Ricco e stimolante il settore dedicato alle esperienze. Cominciamo da una constatazione spesso dimenticata: il concetto, la definizione, sono
prima di tutto un tentativo di scoprire la verità – questo nella scienza, come in filosofia,
come in teologia. Ma questo procedimento intellettuale è possibile solo, appunto, delimitando il campo. Ecco dunque un ambito in cui il concetto di confine sembra
fruttuoso e indispensabile. Andrea Girardi ci propone una riflessione su questo aspetto,
e sul fatto che, tuttavia, queste de-finizioni sempre meno riescono appunto a racchiudere. La fisica di questo secolo si mostra sempre più impotente nel definire confini
che, dalle particelle elementari all’universo, sembrano non esserci più, nella misura in
cui queste stesse particelle entrano l’una nell’altra, si con-fondono. E questo apre a una
concezione meno ‘dogmatica’ della stessa idea di definizione: si passa da una fisica del
certo a una fisica del probabile e del possibile, aprendosi a inediti orizzonti, e a sintonie
impreviste con il pensare religioso.
A partire da un luogo comune (ma un luogo comune è appunto un luogo frequentato,
attraversato, che unisce e non separa), la frase “non stavo più nella pelle”, cui sono
compagne altre, come “sperimentare sulla propria pelle” o “mettersi nella pelle di un
altro”, Giovanni Benzoni propone una variazione sul tema della pelle come confine
corporeo: una lettura che passa attraverso un luogo topico dell’odierno uscire dal corpo,
invece – quell’esperienza così ‘oltre la pelle’ che è la navigazione in internet, il
proiettarsi nella rete.
Riccardo Calimani esamina un interessante esempio specifico: quello del ghetto,
indagandone il significato, la sua ambivalenza per non dire la sua ambiguità; esso infatti
è un esempio di confine spaziale, che ha una primaria funzione negativa, segregativa, e
che tuttavia può assumere funzioni di valorizzazione identitaria.
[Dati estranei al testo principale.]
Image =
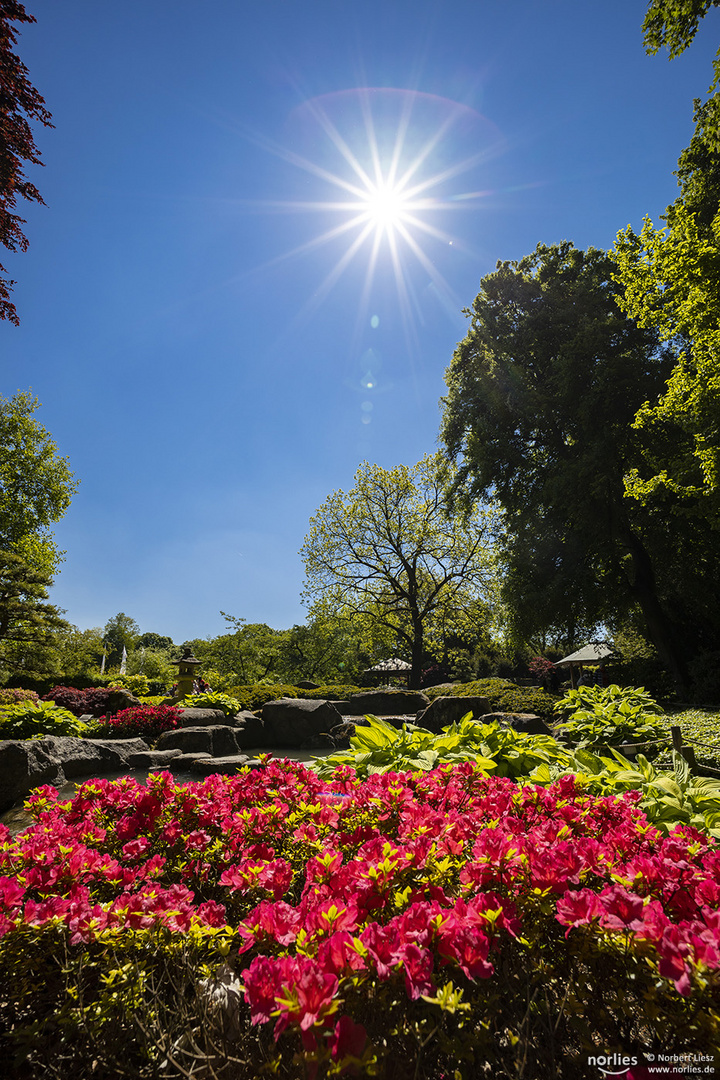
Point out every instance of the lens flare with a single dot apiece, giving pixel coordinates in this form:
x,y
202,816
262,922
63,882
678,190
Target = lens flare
x,y
385,164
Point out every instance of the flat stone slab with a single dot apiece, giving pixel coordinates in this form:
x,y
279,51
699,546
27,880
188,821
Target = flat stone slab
x,y
184,763
226,766
444,711
217,739
385,703
202,717
150,758
28,763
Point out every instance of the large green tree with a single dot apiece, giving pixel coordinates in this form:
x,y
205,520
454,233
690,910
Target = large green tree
x,y
28,622
36,483
36,488
670,280
121,632
390,548
542,394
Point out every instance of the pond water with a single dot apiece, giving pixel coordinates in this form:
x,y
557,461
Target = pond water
x,y
17,820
Bernardo Antonini propone invece una interrogazione sulla morte, estremo limite per
definizione, che tuttavia ci rinvia un interrogativo sulla vita, sull’oggi, sul qui, sul noi.
Tocca a Enrico Peyretti chiudere con un richiamo a diversi interrogativi sollevati,
evocando uno dei possibili significati del confine, di tutti i confini, profeticamente
proiettato in avanti: la fine della fine – in un’altra, possibile lettura, il nuovo inizio.